Multiplicative linear functional on algebra of limit of polynomials

Question

Let $A$ be the space of all functions which are limit of polynomials over the unit ball $D$. Then $A$ is a commutative Banach algebra. Then how do I show that $A$ has no non zero multiplicative linear functional. (As in my previous question I am not able to tackle it) Any help would be appreciated.

Answer 1

We can show that the non-zero linear functionals are characterized by $L_a\colon f\mapsto f(a)$, where $a\in D$. First, show that if $L$ is a linear multiplicative functional, then $L(P)=P(L(\mathbf 1))$, where $\mathbf 1$ is the function constant equal to $1$. As $L$ has to be continuous, we can extend the latest relation taking the uniform limit.

Answer 2

It is not really necessary, but I think it is worthwile to not that $A$ is the algebra of uniformly continuous functions on $D$. Indeed, the uniform limit of a sequence of uniformly continuous functions is uniformly continuous. And polynomials are uniformly continuous on any bounded set. Conversely, every uniformly continuous function on $D$ can be uniquely extended to a (uniformly) continuous function on $\overline{D}$. By Stone-Weierstrass, you can approximate it uniformly by polynomials on $\overline{D}$, a fortiori on $D$.
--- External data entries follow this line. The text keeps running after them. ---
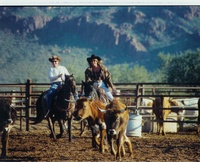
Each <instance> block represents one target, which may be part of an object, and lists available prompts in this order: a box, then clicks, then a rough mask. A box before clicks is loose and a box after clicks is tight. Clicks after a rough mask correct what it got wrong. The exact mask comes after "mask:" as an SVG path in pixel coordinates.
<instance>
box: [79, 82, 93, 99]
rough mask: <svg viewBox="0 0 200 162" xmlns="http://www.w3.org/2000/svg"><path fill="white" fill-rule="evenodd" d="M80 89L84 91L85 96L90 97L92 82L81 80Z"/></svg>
mask: <svg viewBox="0 0 200 162" xmlns="http://www.w3.org/2000/svg"><path fill="white" fill-rule="evenodd" d="M82 90H83V91H84V94H85V97H89V96H90V97H91V96H92V93H93V91H94V87H93V82H92V81H90V82H84V81H82Z"/></svg>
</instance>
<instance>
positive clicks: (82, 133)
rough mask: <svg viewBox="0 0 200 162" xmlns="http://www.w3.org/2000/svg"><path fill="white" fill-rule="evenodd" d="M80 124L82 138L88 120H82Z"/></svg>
mask: <svg viewBox="0 0 200 162" xmlns="http://www.w3.org/2000/svg"><path fill="white" fill-rule="evenodd" d="M80 124H81V133H80V136H82V134H83V133H84V131H85V128H86V126H87V120H86V119H84V120H82V121H81V123H80Z"/></svg>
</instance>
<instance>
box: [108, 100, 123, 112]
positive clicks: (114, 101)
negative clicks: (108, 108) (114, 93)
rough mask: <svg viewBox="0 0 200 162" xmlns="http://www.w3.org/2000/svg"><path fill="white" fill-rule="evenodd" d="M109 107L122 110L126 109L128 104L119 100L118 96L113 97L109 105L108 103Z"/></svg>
mask: <svg viewBox="0 0 200 162" xmlns="http://www.w3.org/2000/svg"><path fill="white" fill-rule="evenodd" d="M107 108H110V109H113V110H116V111H118V110H122V109H125V108H126V105H125V104H123V103H122V102H121V101H119V100H117V99H116V98H114V99H113V101H112V102H110V103H109V104H108V105H107Z"/></svg>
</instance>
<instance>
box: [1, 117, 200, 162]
mask: <svg viewBox="0 0 200 162" xmlns="http://www.w3.org/2000/svg"><path fill="white" fill-rule="evenodd" d="M23 129H25V127H24V128H23ZM130 139H131V141H132V145H133V151H134V155H135V156H134V157H133V158H129V157H128V154H126V156H125V157H124V158H123V159H122V161H149V162H150V161H159V162H162V161H170V162H171V161H181V162H182V161H186V162H187V161H200V138H199V137H198V135H197V134H196V129H195V128H194V129H190V130H188V131H187V132H181V133H171V134H170V133H168V134H167V135H166V136H165V137H164V136H161V135H160V136H158V135H156V134H152V133H142V137H130ZM0 148H1V144H0ZM114 160H115V159H114V156H113V155H111V153H110V152H106V153H105V154H101V153H100V152H99V151H98V149H95V148H92V145H91V133H90V131H89V130H87V131H86V132H85V133H84V134H83V135H82V136H79V124H78V123H73V141H72V142H71V143H69V142H68V136H67V133H65V134H64V136H63V137H62V138H60V139H59V140H58V141H56V142H55V141H54V140H53V139H51V138H50V137H49V129H48V127H47V122H46V121H43V122H42V123H40V124H38V125H32V126H31V127H30V131H25V130H22V131H20V130H19V126H18V125H16V126H14V127H13V129H12V130H11V133H10V139H9V149H8V157H7V158H4V159H2V158H1V159H0V161H114Z"/></svg>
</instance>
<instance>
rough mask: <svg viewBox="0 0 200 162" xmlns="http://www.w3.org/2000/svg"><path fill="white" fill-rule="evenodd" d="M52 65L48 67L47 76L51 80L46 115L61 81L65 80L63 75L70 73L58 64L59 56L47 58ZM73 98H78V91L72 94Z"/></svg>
mask: <svg viewBox="0 0 200 162" xmlns="http://www.w3.org/2000/svg"><path fill="white" fill-rule="evenodd" d="M49 61H50V62H51V64H52V67H51V68H50V69H49V72H48V77H49V80H50V82H51V87H50V89H49V90H48V92H47V114H46V115H45V116H47V115H48V113H49V111H50V108H51V104H52V100H53V98H54V97H55V96H56V95H57V93H58V91H59V89H60V88H61V86H62V84H63V82H64V81H65V75H70V74H69V72H68V70H67V69H66V67H64V66H61V65H59V63H60V62H61V59H60V57H59V56H55V55H54V56H52V57H51V58H49ZM74 97H75V99H77V98H78V93H77V92H76V93H75V94H74Z"/></svg>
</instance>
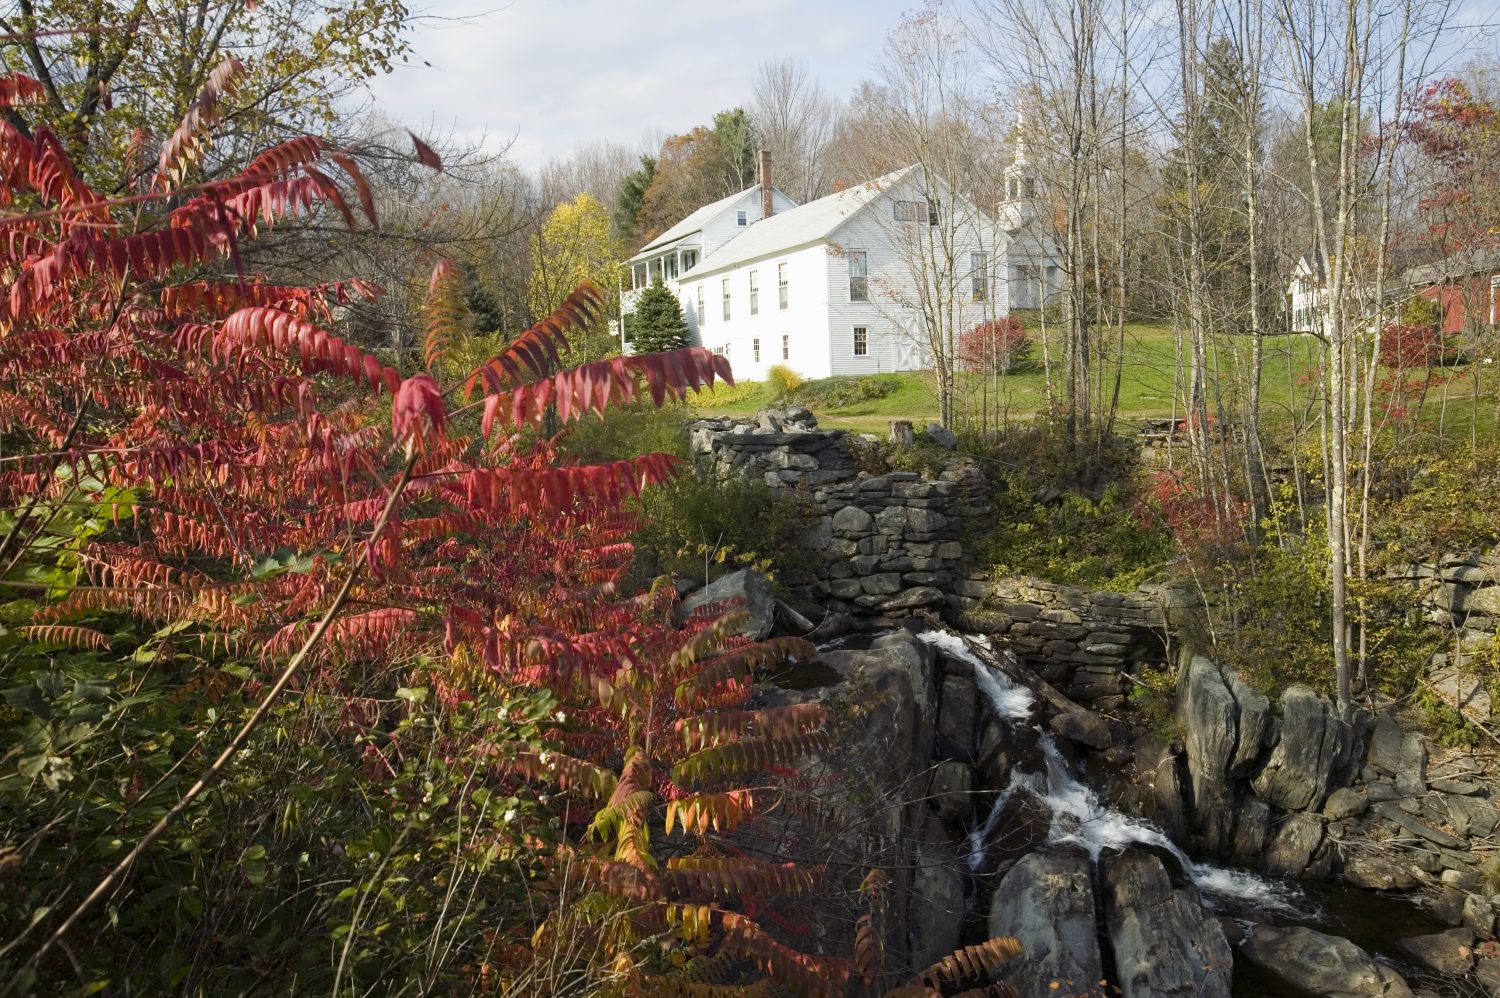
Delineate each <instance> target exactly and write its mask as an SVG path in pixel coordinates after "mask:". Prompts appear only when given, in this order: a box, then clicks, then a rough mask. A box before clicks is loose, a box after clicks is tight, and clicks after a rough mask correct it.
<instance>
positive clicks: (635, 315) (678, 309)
mask: <svg viewBox="0 0 1500 998" xmlns="http://www.w3.org/2000/svg"><path fill="white" fill-rule="evenodd" d="M625 339H627V341H628V342H630V344H633V345H634V348H636V353H637V354H654V353H661V351H663V350H679V348H681V347H687V345H688V342H687V323H684V321H682V305H681V303H679V302H678V300H676V296H675V294H672V293H670V291H667V288H666V285H664V284H661V278H657V279H655V281H652V282H651V287H649V288H646V290H645V291H642V293H640V299H639V300H637V302H636V311H634V312H628V314H627V315H625Z"/></svg>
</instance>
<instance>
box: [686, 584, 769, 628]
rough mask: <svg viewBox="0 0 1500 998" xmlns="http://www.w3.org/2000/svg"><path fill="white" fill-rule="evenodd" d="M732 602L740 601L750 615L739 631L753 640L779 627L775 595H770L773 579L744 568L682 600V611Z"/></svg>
mask: <svg viewBox="0 0 1500 998" xmlns="http://www.w3.org/2000/svg"><path fill="white" fill-rule="evenodd" d="M729 602H736V603H739V605H738V606H736V609H742V611H745V612H747V614H748V618H747V620H745V623H744V624H742V626H741V627H739V633H742V635H745V636H747V638H750V639H753V641H760V639H763V638H766V636H768V635H769V633H771V627H774V626H775V597H774V596H772V594H771V582H769V579H766V578H765V576H763V575H762V573H759V572H756V570H754V569H741V570H738V572H730V573H729V575H726V576H723V578H718V579H714V581H712V582H709V584H708V585H705V587H703V588H700V590H697V591H696V593H693V594H691V596H688V597H687V599H684V600H682V612H684V614H691V612H693V611H696V609H697V608H700V606H708V605H711V603H729Z"/></svg>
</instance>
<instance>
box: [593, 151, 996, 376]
mask: <svg viewBox="0 0 1500 998" xmlns="http://www.w3.org/2000/svg"><path fill="white" fill-rule="evenodd" d="M768 174H769V164H768V158H766V156H765V153H762V161H760V176H762V183H760V185H757V186H754V188H748V189H745V191H742V192H739V194H736V195H732V197H727V198H723V200H720V201H715V203H714V204H709V206H705V207H702V209H699V210H697V212H693V213H691V215H690V216H687V218H685V219H682V221H681V222H678V224H676V225H673V227H672V228H669V230H667V231H666V233H663V234H661V236H658V237H657V239H654V240H651V243H648V245H646V246H645V248H643V249H642V251H640V252H639V254H636V255H634V257H633V258H631V260H630V288H625V290H622V296H621V311H622V314H624V315H625V326H627V332H628V323H630V317H628V312H630V308H631V302H633V300H634V297H636V296H637V294H639V291H640V290H642V288H645V287H646V285H648V284H649V282H651V281H652V279H654V278H657V276H660V278H661V279H663V281H664V282H666V285H667V287H669V288H670V290H672V291H673V293H675V294H676V296H678V299H679V300H681V302H682V314H684V317H685V318H687V324H688V329H690V332H691V333H693V339H694V342H697V344H700V345H703V347H708V348H711V350H714V351H715V353H720V354H724V356H727V357H729V360H730V363H732V365H733V371H735V377H736V378H747V380H762V378H765V377H766V371H768V369H769V368H771V366H772V365H786V366H789V368H792V369H793V371H796V372H798V374H801V375H802V377H807V378H822V377H828V375H835V374H876V372H883V371H913V369H921V368H926V366H929V360H930V356H932V350H930V342H932V339H933V338H935V336H941V338H947V336H951V338H953V341H956V339H957V336H959V335H960V333H962V332H963V330H966V329H971V327H974V326H977V324H980V323H983V321H986V320H992V318H999V317H1004V315H1007V312H1008V303H1007V287H1008V281H1007V278H1008V272H1007V266H1005V249H1007V236H1005V233H1004V231H1002V230H1001V228H999V227H996V224H995V222H993V221H992V219H990V218H989V216H987V215H986V213H983V212H980V210H978V209H977V207H974V206H972V204H971V203H969V201H968V200H965V198H963V197H962V195H957V194H956V192H953V191H951V189H950V188H948V186H947V185H944V183H942V182H941V180H938V179H936V177H929V176H926V173H924V171H922V170H921V168H919V167H907V168H904V170H898V171H895V173H891V174H886V176H885V177H880V179H877V180H871V182H870V183H864V185H859V186H855V188H849V189H846V191H840V192H837V194H831V195H828V197H825V198H819V200H816V201H810V203H807V204H802V206H796V204H795V203H792V201H790V198H787V197H786V195H784V194H781V192H780V191H777V189H775V188H774V186H771V183H769V177H768ZM944 342H950V341H947V339H945V341H944Z"/></svg>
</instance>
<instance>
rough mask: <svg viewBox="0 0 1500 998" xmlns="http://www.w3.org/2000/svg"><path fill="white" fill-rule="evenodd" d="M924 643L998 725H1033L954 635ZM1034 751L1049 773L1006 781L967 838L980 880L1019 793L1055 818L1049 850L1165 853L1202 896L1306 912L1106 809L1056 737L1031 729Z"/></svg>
mask: <svg viewBox="0 0 1500 998" xmlns="http://www.w3.org/2000/svg"><path fill="white" fill-rule="evenodd" d="M919 636H921V639H922V641H926V642H927V644H930V645H933V647H936V648H939V650H942V651H944V653H945V654H948V656H951V657H954V659H959V660H960V662H968V663H969V665H971V666H974V678H975V684H977V686H978V687H980V690H981V692H983V693H984V696H986V699H989V701H990V707H992V710H993V711H995V714H996V716H998V717H1001V719H1005V720H1011V722H1025V720H1028V719H1029V717H1031V710H1032V705H1034V704H1035V698H1034V696H1032V692H1031V690H1029V689H1026V687H1025V686H1017V684H1016V683H1013V681H1011V678H1010V677H1008V675H1004V674H1001V672H996V671H995V669H992V668H990V666H989V665H987V663H986V662H984V660H983V659H980V656H977V654H974V651H972V650H971V648H969V647H968V644H966V642H965V639H963V638H962V636H959V635H954V633H945V632H938V630H929V632H922V633H921V635H919ZM1034 731H1035V732H1037V743H1038V746H1040V747H1041V752H1043V759H1044V761H1046V773H1022V771H1016V773H1011V782H1010V783H1008V785H1007V786H1005V788H1004V789H1002V791H1001V795H999V797H998V798H996V801H995V804H993V806H992V807H990V813H989V816H986V819H984V821H983V822H981V824H980V825H977V827H975V828H974V830H972V831H971V833H969V869H971V870H974V872H975V873H978V872H980V870H981V869H983V867H984V860H986V852H987V843H989V840H990V836H992V833H993V831H995V827H996V825H998V824H999V819H1001V812H1002V810H1004V809H1005V804H1007V803H1010V800H1011V797H1013V795H1014V794H1016V791H1025V792H1028V794H1031V795H1032V797H1034V798H1035V800H1037V801H1038V803H1040V804H1043V806H1044V807H1046V809H1047V812H1049V813H1050V815H1052V822H1050V827H1049V831H1047V842H1049V843H1052V845H1077V846H1080V848H1083V849H1085V851H1088V854H1089V858H1092V860H1098V858H1100V854H1101V852H1103V851H1104V849H1124V848H1127V846H1131V845H1146V846H1152V848H1157V849H1163V851H1164V852H1169V854H1170V855H1173V857H1175V858H1176V860H1178V863H1181V864H1182V870H1184V872H1185V873H1187V875H1188V878H1190V879H1191V881H1193V884H1194V885H1196V887H1197V888H1199V890H1202V891H1203V893H1205V894H1212V896H1217V897H1224V899H1233V900H1239V902H1244V903H1248V905H1251V906H1256V908H1263V909H1265V908H1272V909H1278V911H1283V912H1287V914H1299V912H1305V911H1307V909H1308V906H1310V905H1308V900H1307V897H1305V896H1304V894H1302V891H1299V890H1298V888H1296V887H1293V885H1290V884H1286V882H1277V881H1268V879H1263V878H1260V876H1256V875H1254V873H1248V872H1245V870H1233V869H1226V867H1221V866H1212V864H1209V863H1197V861H1194V860H1193V858H1190V857H1188V854H1187V852H1184V851H1182V849H1181V848H1179V846H1178V843H1176V842H1173V840H1172V839H1170V837H1167V834H1166V833H1164V831H1163V830H1161V828H1157V827H1155V825H1152V824H1151V822H1148V821H1145V819H1142V818H1133V816H1130V815H1127V813H1124V812H1119V810H1115V809H1112V807H1106V806H1104V804H1101V803H1100V797H1098V794H1097V792H1095V791H1094V788H1091V786H1088V785H1086V783H1083V782H1080V780H1079V779H1077V777H1074V776H1073V771H1071V770H1070V767H1068V764H1067V759H1064V758H1062V753H1061V752H1059V750H1058V743H1056V741H1055V740H1053V737H1052V735H1050V734H1049V732H1047V731H1043V729H1041V728H1035V726H1034Z"/></svg>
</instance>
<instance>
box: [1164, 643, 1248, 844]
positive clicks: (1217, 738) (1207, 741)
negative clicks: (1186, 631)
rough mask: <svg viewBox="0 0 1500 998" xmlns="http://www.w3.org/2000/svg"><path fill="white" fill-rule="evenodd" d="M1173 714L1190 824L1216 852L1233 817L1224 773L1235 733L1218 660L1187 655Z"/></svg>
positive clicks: (1229, 754)
mask: <svg viewBox="0 0 1500 998" xmlns="http://www.w3.org/2000/svg"><path fill="white" fill-rule="evenodd" d="M1178 720H1179V722H1181V723H1182V731H1184V743H1185V746H1187V750H1188V776H1190V786H1191V789H1193V824H1194V827H1197V828H1199V830H1200V831H1202V833H1203V836H1205V839H1206V840H1208V845H1209V849H1212V851H1215V852H1223V851H1224V849H1226V846H1227V845H1229V830H1230V824H1232V822H1233V818H1235V815H1233V812H1232V810H1230V807H1229V797H1227V779H1226V773H1227V771H1229V765H1230V759H1233V758H1235V750H1236V743H1238V738H1239V707H1238V704H1236V702H1235V695H1233V693H1232V692H1230V689H1229V684H1227V683H1226V681H1224V677H1223V674H1221V672H1220V669H1218V666H1217V665H1214V662H1211V660H1209V659H1206V657H1205V656H1200V654H1196V656H1193V657H1191V659H1190V660H1188V666H1187V669H1184V672H1182V677H1181V678H1179V681H1178Z"/></svg>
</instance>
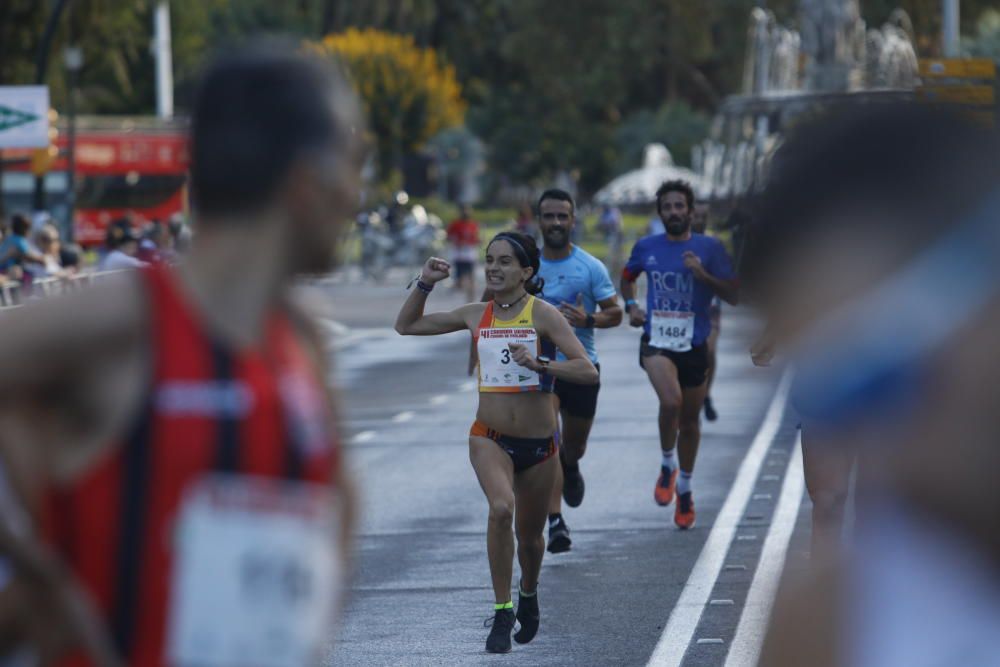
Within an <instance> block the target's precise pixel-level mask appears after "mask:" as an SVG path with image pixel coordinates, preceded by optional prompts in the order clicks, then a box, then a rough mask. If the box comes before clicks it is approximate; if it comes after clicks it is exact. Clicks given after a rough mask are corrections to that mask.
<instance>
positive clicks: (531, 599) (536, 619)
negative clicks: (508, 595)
mask: <svg viewBox="0 0 1000 667" xmlns="http://www.w3.org/2000/svg"><path fill="white" fill-rule="evenodd" d="M516 616H517V622H518V623H520V624H521V629H520V630H518V631H517V632H515V633H514V641H516V642H517V643H518V644H527V643H528V642H530V641H531V640H532V639H534V638H535V633H537V632H538V621H539V619H540V618H541V615H540V614H539V613H538V591H537V590H536V591H535V594H534V595H532V596H529V597H526V596H523V595H521V593H520V591H518V594H517V615H516Z"/></svg>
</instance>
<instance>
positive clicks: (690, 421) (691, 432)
mask: <svg viewBox="0 0 1000 667" xmlns="http://www.w3.org/2000/svg"><path fill="white" fill-rule="evenodd" d="M678 431H679V433H680V436H681V437H682V438H683V437H685V436H696V435H699V434H700V433H701V423H700V422H699V421H698V416H697V415H695V416H694V417H693V418H692V417H691V416H684V417H682V418H681V421H680V423H679V424H678Z"/></svg>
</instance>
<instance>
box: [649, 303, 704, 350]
mask: <svg viewBox="0 0 1000 667" xmlns="http://www.w3.org/2000/svg"><path fill="white" fill-rule="evenodd" d="M692 338H694V313H684V312H678V311H673V310H654V311H653V319H652V322H651V323H650V326H649V344H650V345H652V346H653V347H658V348H660V349H662V350H671V351H673V352H687V351H688V350H690V349H691V339H692Z"/></svg>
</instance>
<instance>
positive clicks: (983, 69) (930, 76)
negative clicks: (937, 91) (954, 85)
mask: <svg viewBox="0 0 1000 667" xmlns="http://www.w3.org/2000/svg"><path fill="white" fill-rule="evenodd" d="M996 74H997V66H996V63H995V62H993V61H992V60H990V59H989V58H950V59H937V60H932V59H929V58H921V60H920V76H922V77H924V78H955V79H992V78H994V77H995V76H996Z"/></svg>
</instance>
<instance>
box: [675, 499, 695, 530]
mask: <svg viewBox="0 0 1000 667" xmlns="http://www.w3.org/2000/svg"><path fill="white" fill-rule="evenodd" d="M674 523H675V524H677V527H678V528H680V529H681V530H687V529H688V528H693V527H694V499H693V498H692V497H691V492H690V491H688V492H687V493H678V494H677V507H676V508H675V509H674Z"/></svg>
So $A$ can actually be identified isometrically with $B=C(\overline{D})$.

This being said, every unital commutative Banach algebra has at least a character (=nonzero multiplicative bounded linear functional). This follows from Krull's theorem.

In this case, just take $f\longmapsto f(0)$, for example.

Actually, the set of characters of $B$ (the spectrum of $B$) is exactly the set of all evaluations $f\longmapsto f(z)$ where $z$ runs over $\overline{D}$. Going back to $A$, this yields all the $$f\in A\longmapsto f(z)\qquad z\in D,$$ plus the $$f\in A\longmapsto \lim_{u\longrightarrow z}f(u)\qquad z\in \partial D=\overline{D}\setminus D.$$

So the spectrum of $A$ is indeed $\overline{D}$, and Gelfand tells you it is actually better to look at $B$ rather than $A$.